Di masa lalu sekolah adalah tiket untuk pindah dari domain petani-desa-wong cilik menjadi pegawai-kota-priyayi.
Seperti digambarkan oleh Umar Kayam dalam novel “Para Priyayi’, sekolah membuat para wong cilik yang tadinya harus menerima status wong cilik sebagai suratan takdir, bisa bertransformasi menjadi priyayi. Anak orang desa, sekolah, menjadi pegawai pemerintah atau swasta, kemudian menjadi orang kaya dan terhormat di kota.
Proses ini yang dipercayai oleh banyak orang. Mereka terjebak dalam ilusi, bahwa sekolah, khususnya perguruan tinggi adalah mesin pencetak priyayi. Siapapun yang masuk ke situ akan keluar sebagai sosok yang digambarkan di atas. Dengan modal gelar sarjana dan ijazah, mereka berharap bisa pindah dari domain wong cilik menjadi priyayi.
Di masa lalu hal itu memang berlaku. Siapapun yang pernah kuliah nyaris bisa dipastikan akan mendapat pekerjaan. Tapi sekarang situasi sudah berubah. Fakta menunjukkan bahwa ada begitu banyak pengangguran sarjana, fenomenanya diwakili oleh cerita di awal tulisan ini tadi. Diperkirakan saat ini ada 500 ribu sarjana yang menganggur.
Orang tua menyekolahkan anak-anak mereka berdasar pada ilusi tadi. Mereka tidak menimbang kemampuan intelektual anak. Pokoknya kuliah. Kalau tidak bisa masuk jurusan favorit, cari jurusan lain. Tidak bisa masuk ke perguruan tinggi besar, masuk ke perguruan tinggi kecil pun tak apa. Tak bisa masuk ke negeri, ke swasta pun boleh. Tak bisa masuk ke PTS mahal, cari yang murah.
Sebagian besar anak-anak yang dikuliahkan juga berpikir seperti itu.
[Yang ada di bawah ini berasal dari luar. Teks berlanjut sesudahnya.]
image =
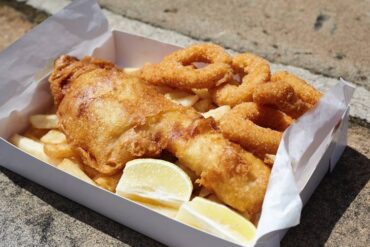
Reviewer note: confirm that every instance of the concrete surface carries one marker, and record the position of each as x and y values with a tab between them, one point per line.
16	26
338	214
326	37
360	104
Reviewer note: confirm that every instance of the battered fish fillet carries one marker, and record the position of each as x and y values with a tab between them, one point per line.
110	118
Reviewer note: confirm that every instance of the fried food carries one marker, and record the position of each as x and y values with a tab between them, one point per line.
182	98
281	95
217	113
177	69
253	71
74	169
54	137
110	118
107	182
303	90
32	147
59	150
256	128
44	121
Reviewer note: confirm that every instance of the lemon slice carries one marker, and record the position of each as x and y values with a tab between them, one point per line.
156	182
217	219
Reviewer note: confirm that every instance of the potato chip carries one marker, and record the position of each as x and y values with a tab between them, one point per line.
54	137
32	147
108	182
59	151
74	169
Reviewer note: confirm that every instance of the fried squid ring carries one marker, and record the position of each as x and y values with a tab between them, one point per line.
280	95
256	128
253	69
177	70
303	90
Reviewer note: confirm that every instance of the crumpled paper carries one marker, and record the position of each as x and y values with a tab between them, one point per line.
81	27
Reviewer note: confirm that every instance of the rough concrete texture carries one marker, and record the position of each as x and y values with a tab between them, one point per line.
16	26
338	214
360	104
327	37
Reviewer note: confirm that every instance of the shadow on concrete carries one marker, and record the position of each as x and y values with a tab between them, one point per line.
331	199
83	214
326	206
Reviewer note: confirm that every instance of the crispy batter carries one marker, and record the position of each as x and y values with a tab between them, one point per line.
103	113
110	118
176	70
256	128
280	95
303	90
253	70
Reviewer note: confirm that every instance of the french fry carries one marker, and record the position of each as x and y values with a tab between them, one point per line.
32	147
35	134
44	121
203	105
54	137
217	113
59	151
107	182
74	169
204	192
182	98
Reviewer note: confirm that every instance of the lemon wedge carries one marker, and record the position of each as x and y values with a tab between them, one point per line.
155	182
217	219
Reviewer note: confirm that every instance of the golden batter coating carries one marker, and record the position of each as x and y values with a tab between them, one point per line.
110	118
177	69
254	70
256	128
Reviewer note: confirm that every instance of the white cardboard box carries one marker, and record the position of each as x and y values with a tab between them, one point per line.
309	149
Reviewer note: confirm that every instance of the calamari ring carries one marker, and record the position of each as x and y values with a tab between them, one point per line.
303	90
255	70
256	128
174	70
280	95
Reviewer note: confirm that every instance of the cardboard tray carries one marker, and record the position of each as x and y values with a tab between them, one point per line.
127	50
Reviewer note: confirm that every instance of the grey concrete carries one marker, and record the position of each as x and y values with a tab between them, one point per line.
360	105
338	214
326	37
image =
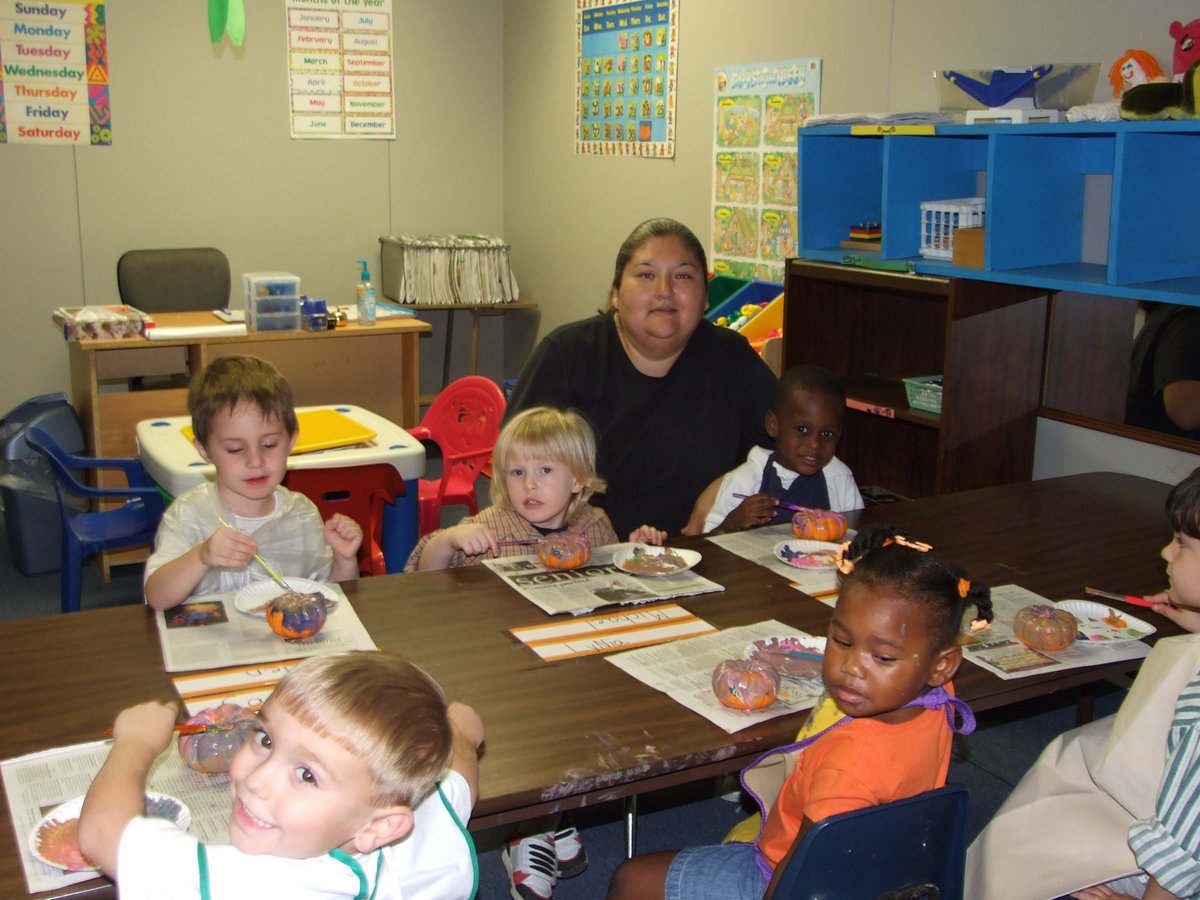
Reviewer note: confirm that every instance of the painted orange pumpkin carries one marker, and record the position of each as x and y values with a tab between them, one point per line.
819	525
745	683
297	616
211	751
1045	628
564	551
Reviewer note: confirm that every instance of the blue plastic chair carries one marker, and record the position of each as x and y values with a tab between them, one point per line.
889	850
133	522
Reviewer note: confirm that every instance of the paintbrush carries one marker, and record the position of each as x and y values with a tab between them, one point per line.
191	729
1127	598
778	503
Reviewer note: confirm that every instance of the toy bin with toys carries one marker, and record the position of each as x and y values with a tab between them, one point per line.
721	288
745	305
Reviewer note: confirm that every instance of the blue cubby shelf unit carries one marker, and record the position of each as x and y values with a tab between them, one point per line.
1041	192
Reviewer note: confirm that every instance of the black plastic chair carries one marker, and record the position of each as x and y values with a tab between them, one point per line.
916	847
84	533
174	280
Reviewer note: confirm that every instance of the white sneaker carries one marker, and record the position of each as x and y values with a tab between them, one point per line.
573	858
532	867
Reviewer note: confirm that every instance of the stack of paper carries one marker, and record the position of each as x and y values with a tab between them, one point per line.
457	269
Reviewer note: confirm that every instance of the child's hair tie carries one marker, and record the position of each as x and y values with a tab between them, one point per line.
845	565
919	546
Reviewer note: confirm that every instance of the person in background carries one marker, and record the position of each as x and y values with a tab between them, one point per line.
676	401
1109	810
881	732
1164	372
245	424
545	472
357	783
805	423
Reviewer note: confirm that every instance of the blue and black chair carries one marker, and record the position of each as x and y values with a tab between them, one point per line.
909	850
87	528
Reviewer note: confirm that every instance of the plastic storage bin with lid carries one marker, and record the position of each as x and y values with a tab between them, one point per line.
273	301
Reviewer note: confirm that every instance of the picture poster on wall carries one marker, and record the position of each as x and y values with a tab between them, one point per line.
625	77
54	73
340	69
757	112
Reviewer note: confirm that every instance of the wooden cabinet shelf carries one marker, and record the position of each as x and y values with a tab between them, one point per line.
874	329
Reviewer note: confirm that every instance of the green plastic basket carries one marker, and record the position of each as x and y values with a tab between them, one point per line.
924	393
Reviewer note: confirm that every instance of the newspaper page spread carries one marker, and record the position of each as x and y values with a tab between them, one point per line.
759	546
598	583
683	670
209	631
997	649
37	783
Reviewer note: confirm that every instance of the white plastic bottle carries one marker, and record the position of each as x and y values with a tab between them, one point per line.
365	295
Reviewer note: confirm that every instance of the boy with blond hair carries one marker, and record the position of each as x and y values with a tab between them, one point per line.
357	783
245	424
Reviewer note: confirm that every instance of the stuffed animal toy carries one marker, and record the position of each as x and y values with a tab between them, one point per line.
1187	49
1163	100
1134	67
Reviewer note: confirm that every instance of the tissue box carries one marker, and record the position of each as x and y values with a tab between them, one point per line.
84	323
Masih banyak yang mengira bahwa ijazah dan gelar sarjana akan menjamin masa depan mereka. Mereka tidak tahu soal apa yang dibutuhkan untuk merebut kesempatan kerja yang sudah semakin menyempit. Mereka kuliah tanpa rencana dan target.
Adapun perguruan tinggi, mereka sekedar menangkap situasi ini sebagai pasar yang harus digarap. Orang-orang membuka berbagai perguruan tinggi swasta, untuk menampung luberan peminat kuliah yang tidak tertampung di perguruan tinggi negeri.
Maka kita menyaksikan perguruan tinggi berdiri hingga ke pelosok negeri. Tak mau kalah dengan swasta, perguruan tinggi negeri menyelenggarakan program extention, untuk menampung orang-orang yang tak lulus dalam seleksi reguler.
Orang-orang juga menjadi gila gelar. Lulusan sekolah vokasi yang tadinya tidak perlu menyandang gelar sarjana, memaksa diri pindah ke jalur akademik, agar punya gelar. Tidak punya gelar dianggap seperti cacat. Orang merasa lebih tidak nyaman dalam status tanpa gelar ketimbang tanpa keahlian.